If I administrate an on-site WSUS instance, I am responsible for releasing updates to domain-joined PCs according to some policy guidelines. Is there some sort of metadata or technique I can use to assess the impact to end users before deciding when to release an update.

The specific scenario I am trying to address is the occurrence of apparently smaller updates that require restarts and take an absurd amount of time to complete. On several occasions I have seen PCs that attempt to 'shut down and apply updates' from the Start Menu at 5 PM and sit for over a half hour while they grind away at the hard drive. These are modern, fast machines with SSDs and 8Gb or more of ram. My only theory is that these updates must be scanning the whole disk for some reason. If these updates are flagged in some way, I would like to hold them back until a planned downtime day.

Are there any other options beyond applying them individually and timing them with a stopwatch?

Answer 1

There's not much more of an option beyond applying them individually and measuring the load or time. You could use a farm of VMs to test them, but there are too many variables to even begin to control for.
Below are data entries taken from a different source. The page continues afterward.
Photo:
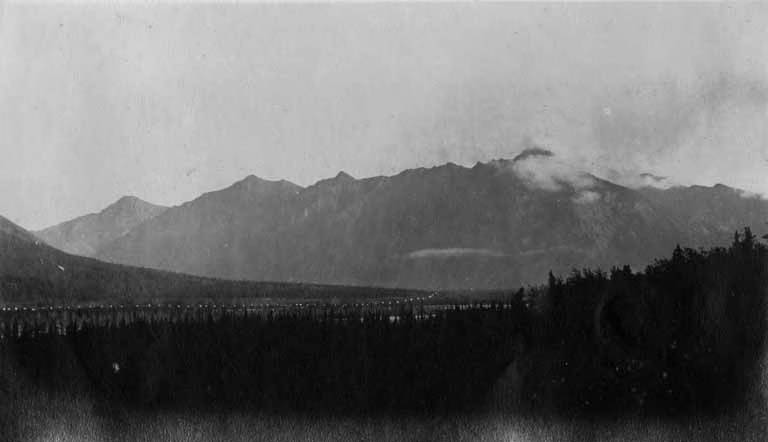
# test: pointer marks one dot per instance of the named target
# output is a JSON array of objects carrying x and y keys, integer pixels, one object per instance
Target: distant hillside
[
  {"x": 31, "y": 272},
  {"x": 86, "y": 234},
  {"x": 495, "y": 225}
]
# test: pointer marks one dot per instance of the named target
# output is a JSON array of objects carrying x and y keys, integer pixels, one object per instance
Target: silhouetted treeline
[
  {"x": 289, "y": 360},
  {"x": 686, "y": 335}
]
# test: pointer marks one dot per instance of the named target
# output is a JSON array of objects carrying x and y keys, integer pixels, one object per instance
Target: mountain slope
[
  {"x": 495, "y": 225},
  {"x": 34, "y": 273},
  {"x": 86, "y": 234}
]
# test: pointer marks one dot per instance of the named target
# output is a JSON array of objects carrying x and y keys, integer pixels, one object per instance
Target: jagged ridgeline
[{"x": 686, "y": 335}]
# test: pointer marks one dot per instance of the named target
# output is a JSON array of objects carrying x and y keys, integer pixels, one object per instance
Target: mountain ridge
[{"x": 495, "y": 225}]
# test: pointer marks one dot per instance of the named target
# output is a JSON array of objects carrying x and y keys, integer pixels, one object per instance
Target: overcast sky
[{"x": 167, "y": 102}]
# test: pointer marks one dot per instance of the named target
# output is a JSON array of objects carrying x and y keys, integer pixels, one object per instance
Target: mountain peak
[
  {"x": 344, "y": 176},
  {"x": 132, "y": 204}
]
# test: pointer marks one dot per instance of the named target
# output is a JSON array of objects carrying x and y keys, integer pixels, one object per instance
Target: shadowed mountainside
[
  {"x": 34, "y": 273},
  {"x": 86, "y": 234},
  {"x": 495, "y": 225}
]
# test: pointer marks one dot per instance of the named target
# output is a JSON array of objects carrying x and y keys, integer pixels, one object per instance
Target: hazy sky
[{"x": 167, "y": 102}]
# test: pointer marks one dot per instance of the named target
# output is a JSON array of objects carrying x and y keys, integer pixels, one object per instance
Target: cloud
[
  {"x": 540, "y": 168},
  {"x": 454, "y": 252},
  {"x": 586, "y": 197}
]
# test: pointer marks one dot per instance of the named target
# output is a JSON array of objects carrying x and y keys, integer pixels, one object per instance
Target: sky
[{"x": 167, "y": 101}]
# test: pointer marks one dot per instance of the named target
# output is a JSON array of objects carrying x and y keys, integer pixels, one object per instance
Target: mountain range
[{"x": 494, "y": 225}]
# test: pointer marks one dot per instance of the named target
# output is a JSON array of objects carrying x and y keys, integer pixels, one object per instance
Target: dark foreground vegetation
[{"x": 683, "y": 337}]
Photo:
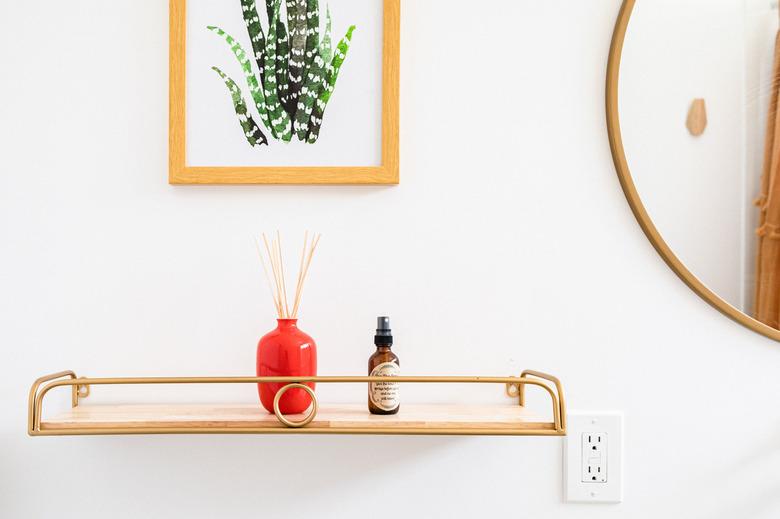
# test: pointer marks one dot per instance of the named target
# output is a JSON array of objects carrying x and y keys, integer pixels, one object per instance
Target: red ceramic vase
[{"x": 286, "y": 352}]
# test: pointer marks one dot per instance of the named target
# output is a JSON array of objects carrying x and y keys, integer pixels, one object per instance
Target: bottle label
[{"x": 384, "y": 395}]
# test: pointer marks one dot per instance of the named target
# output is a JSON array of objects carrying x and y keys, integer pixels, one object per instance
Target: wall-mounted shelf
[{"x": 508, "y": 419}]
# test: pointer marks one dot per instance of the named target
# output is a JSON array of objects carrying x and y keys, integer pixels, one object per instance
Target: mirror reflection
[{"x": 698, "y": 95}]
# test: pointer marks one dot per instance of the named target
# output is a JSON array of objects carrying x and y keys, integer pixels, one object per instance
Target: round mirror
[{"x": 692, "y": 96}]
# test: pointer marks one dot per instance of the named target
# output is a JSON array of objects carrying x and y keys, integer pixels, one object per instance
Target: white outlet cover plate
[{"x": 574, "y": 489}]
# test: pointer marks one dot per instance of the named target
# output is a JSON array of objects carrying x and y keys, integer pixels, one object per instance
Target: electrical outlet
[{"x": 593, "y": 457}]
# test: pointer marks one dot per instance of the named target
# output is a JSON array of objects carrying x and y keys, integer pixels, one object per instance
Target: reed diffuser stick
[
  {"x": 281, "y": 269},
  {"x": 314, "y": 243},
  {"x": 268, "y": 278},
  {"x": 278, "y": 287}
]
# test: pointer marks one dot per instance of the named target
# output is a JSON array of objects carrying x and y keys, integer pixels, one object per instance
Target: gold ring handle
[{"x": 309, "y": 417}]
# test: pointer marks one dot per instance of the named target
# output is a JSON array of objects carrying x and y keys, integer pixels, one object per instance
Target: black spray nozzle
[{"x": 384, "y": 334}]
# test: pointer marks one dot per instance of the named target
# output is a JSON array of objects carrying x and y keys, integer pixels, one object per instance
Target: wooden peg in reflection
[{"x": 697, "y": 117}]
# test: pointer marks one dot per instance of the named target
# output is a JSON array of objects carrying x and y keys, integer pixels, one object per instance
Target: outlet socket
[{"x": 593, "y": 457}]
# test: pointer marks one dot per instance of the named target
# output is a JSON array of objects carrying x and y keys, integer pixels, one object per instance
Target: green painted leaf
[
  {"x": 296, "y": 24},
  {"x": 332, "y": 75},
  {"x": 280, "y": 119},
  {"x": 254, "y": 86},
  {"x": 283, "y": 68},
  {"x": 326, "y": 45},
  {"x": 255, "y": 30},
  {"x": 315, "y": 82},
  {"x": 312, "y": 31},
  {"x": 253, "y": 134}
]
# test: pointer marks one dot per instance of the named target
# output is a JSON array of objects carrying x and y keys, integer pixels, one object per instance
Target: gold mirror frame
[{"x": 626, "y": 181}]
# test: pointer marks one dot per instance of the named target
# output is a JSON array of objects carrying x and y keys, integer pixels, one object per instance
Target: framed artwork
[{"x": 284, "y": 91}]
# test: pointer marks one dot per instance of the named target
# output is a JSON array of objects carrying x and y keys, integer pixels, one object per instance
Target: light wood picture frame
[{"x": 385, "y": 170}]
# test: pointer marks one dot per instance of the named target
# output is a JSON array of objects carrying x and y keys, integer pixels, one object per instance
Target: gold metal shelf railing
[{"x": 514, "y": 387}]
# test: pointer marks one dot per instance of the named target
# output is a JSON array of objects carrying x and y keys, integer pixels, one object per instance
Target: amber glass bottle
[{"x": 383, "y": 396}]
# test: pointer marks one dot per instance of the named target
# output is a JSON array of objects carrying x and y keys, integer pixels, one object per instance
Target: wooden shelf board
[{"x": 417, "y": 419}]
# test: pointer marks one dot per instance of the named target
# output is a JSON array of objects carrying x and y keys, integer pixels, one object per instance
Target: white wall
[{"x": 504, "y": 249}]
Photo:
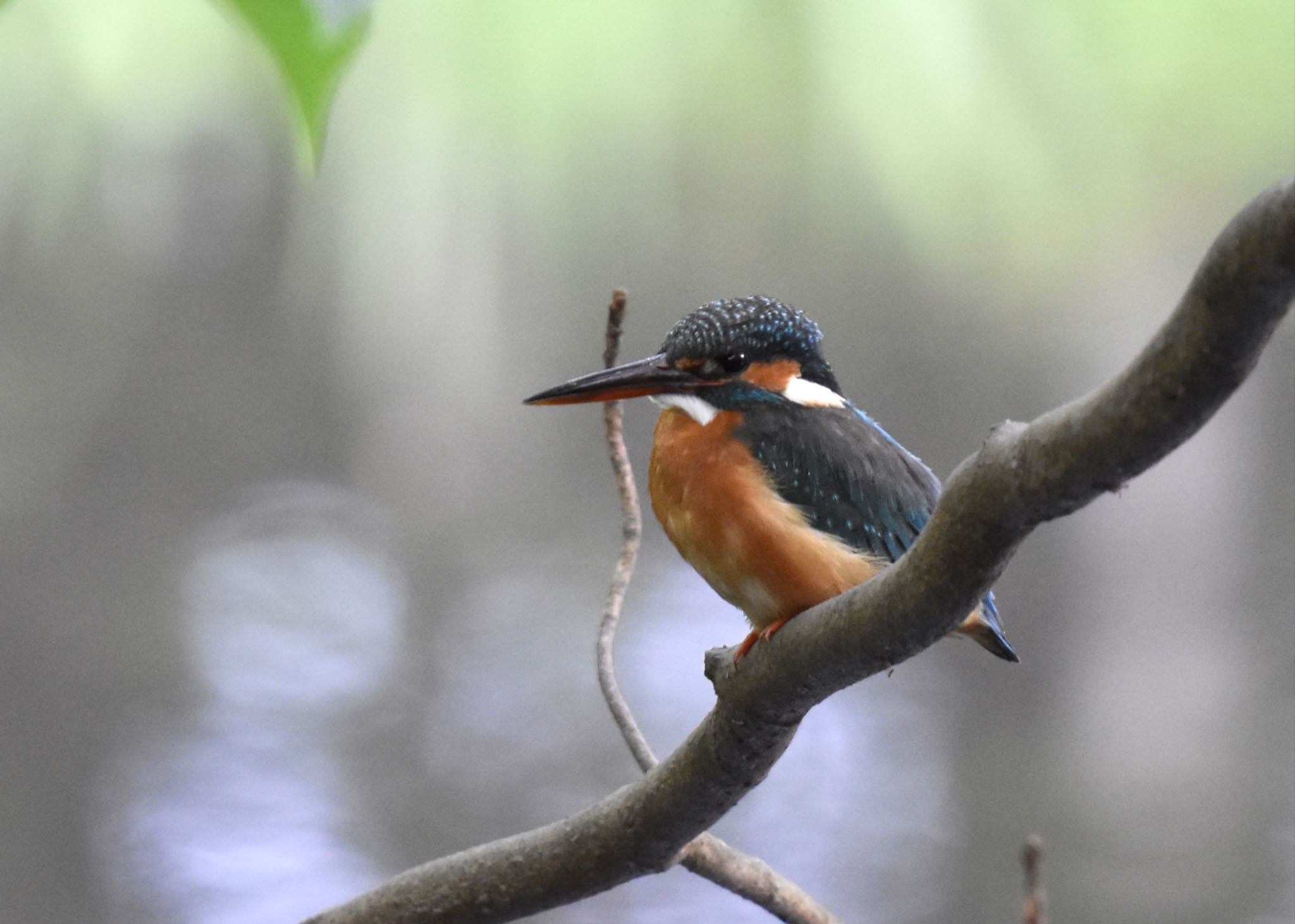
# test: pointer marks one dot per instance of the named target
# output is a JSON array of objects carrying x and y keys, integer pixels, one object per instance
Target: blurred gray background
[{"x": 297, "y": 594}]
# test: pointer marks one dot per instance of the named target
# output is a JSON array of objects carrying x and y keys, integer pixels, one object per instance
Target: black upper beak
[{"x": 634, "y": 379}]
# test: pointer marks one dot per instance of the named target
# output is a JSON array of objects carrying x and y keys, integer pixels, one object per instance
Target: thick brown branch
[{"x": 1023, "y": 475}]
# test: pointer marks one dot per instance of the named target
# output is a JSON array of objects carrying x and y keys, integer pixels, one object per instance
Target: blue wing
[{"x": 847, "y": 474}]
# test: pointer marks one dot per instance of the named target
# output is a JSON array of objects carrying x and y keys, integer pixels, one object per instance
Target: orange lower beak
[{"x": 652, "y": 375}]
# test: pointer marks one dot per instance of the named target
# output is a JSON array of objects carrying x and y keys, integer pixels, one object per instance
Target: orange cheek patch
[{"x": 773, "y": 375}]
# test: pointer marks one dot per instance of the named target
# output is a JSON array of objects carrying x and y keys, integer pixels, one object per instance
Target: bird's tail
[{"x": 986, "y": 631}]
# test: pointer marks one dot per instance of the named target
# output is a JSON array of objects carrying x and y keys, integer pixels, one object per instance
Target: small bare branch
[
  {"x": 1031, "y": 858},
  {"x": 1023, "y": 475},
  {"x": 631, "y": 532}
]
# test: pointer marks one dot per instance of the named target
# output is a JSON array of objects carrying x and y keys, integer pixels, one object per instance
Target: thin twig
[
  {"x": 706, "y": 854},
  {"x": 1031, "y": 858},
  {"x": 631, "y": 533}
]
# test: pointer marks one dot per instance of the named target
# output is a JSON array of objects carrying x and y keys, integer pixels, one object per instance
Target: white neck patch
[
  {"x": 701, "y": 411},
  {"x": 811, "y": 394}
]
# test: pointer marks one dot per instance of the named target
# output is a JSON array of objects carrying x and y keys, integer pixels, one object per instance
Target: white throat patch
[
  {"x": 811, "y": 394},
  {"x": 703, "y": 412}
]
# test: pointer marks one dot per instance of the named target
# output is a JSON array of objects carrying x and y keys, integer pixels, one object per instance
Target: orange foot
[{"x": 766, "y": 633}]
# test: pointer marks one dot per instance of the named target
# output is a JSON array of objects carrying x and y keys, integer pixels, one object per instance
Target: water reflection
[{"x": 236, "y": 810}]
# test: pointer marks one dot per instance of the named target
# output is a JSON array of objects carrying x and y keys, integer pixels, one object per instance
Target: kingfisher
[{"x": 777, "y": 490}]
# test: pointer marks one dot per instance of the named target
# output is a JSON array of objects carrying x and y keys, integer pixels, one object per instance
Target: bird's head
[{"x": 727, "y": 355}]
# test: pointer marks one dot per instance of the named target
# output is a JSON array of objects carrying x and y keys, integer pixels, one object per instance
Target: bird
[{"x": 771, "y": 484}]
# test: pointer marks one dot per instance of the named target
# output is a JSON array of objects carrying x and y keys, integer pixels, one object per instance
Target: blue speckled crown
[{"x": 757, "y": 325}]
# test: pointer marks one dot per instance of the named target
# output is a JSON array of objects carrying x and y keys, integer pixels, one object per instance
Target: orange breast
[{"x": 725, "y": 518}]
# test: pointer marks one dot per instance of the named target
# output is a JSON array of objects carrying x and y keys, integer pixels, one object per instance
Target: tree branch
[
  {"x": 1023, "y": 475},
  {"x": 706, "y": 854}
]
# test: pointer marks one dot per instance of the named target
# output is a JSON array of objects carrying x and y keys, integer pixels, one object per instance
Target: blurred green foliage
[
  {"x": 311, "y": 49},
  {"x": 964, "y": 126}
]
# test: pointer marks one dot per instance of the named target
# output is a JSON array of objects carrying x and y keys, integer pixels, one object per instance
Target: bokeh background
[{"x": 295, "y": 593}]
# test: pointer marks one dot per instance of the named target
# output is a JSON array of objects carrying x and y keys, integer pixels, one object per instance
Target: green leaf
[{"x": 311, "y": 42}]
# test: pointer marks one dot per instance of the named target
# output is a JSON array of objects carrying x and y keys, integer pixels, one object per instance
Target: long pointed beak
[{"x": 634, "y": 379}]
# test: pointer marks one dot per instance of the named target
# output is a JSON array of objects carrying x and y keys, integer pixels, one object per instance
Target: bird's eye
[{"x": 735, "y": 363}]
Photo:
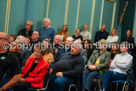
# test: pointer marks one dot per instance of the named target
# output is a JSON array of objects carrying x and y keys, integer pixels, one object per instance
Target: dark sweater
[
  {"x": 70, "y": 65},
  {"x": 101, "y": 35},
  {"x": 25, "y": 33}
]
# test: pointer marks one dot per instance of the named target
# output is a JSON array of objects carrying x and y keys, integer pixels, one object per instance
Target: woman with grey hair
[
  {"x": 97, "y": 64},
  {"x": 119, "y": 66}
]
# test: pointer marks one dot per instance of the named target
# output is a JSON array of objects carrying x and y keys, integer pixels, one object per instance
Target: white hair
[
  {"x": 47, "y": 19},
  {"x": 21, "y": 38},
  {"x": 70, "y": 38}
]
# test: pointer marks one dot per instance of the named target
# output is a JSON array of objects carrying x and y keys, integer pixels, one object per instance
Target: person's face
[
  {"x": 75, "y": 50},
  {"x": 68, "y": 42},
  {"x": 64, "y": 28},
  {"x": 21, "y": 39},
  {"x": 15, "y": 47},
  {"x": 37, "y": 53},
  {"x": 56, "y": 40},
  {"x": 85, "y": 27},
  {"x": 46, "y": 44},
  {"x": 46, "y": 23},
  {"x": 27, "y": 41},
  {"x": 123, "y": 49},
  {"x": 114, "y": 46},
  {"x": 103, "y": 28},
  {"x": 77, "y": 32},
  {"x": 2, "y": 40},
  {"x": 11, "y": 39},
  {"x": 86, "y": 44},
  {"x": 28, "y": 25},
  {"x": 113, "y": 32},
  {"x": 35, "y": 35},
  {"x": 128, "y": 33},
  {"x": 101, "y": 46}
]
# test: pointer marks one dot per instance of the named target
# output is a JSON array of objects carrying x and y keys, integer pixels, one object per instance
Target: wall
[{"x": 74, "y": 13}]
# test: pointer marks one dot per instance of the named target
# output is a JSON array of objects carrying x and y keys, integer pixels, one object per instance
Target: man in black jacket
[
  {"x": 8, "y": 63},
  {"x": 67, "y": 69},
  {"x": 102, "y": 34}
]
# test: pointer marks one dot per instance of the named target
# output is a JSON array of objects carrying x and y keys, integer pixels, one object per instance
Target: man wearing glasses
[
  {"x": 8, "y": 64},
  {"x": 27, "y": 32}
]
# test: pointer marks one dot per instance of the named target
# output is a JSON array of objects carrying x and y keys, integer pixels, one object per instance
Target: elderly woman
[
  {"x": 34, "y": 71},
  {"x": 113, "y": 37},
  {"x": 97, "y": 63},
  {"x": 119, "y": 66},
  {"x": 48, "y": 56}
]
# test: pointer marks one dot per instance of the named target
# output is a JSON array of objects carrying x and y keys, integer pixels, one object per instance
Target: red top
[{"x": 36, "y": 77}]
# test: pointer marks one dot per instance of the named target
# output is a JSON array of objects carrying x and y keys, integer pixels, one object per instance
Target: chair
[
  {"x": 124, "y": 82},
  {"x": 72, "y": 85},
  {"x": 98, "y": 84},
  {"x": 46, "y": 82}
]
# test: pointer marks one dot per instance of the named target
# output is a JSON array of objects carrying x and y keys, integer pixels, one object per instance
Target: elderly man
[
  {"x": 47, "y": 31},
  {"x": 102, "y": 34},
  {"x": 35, "y": 36},
  {"x": 28, "y": 29},
  {"x": 58, "y": 49},
  {"x": 85, "y": 33},
  {"x": 8, "y": 63},
  {"x": 67, "y": 69},
  {"x": 68, "y": 44}
]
Since Vista, the reason many updates take a long time is that they're packaged as "diffs". These updates are really just a list of modifications with which the originals must be combined with in order to produce the patched file. The larger or more complicated the update or original file, the longer it will take. This can be intensive in CPU, RAM, and disk I/O.

If applying updates during the day is becoming an issue, you might want to look into another strategy.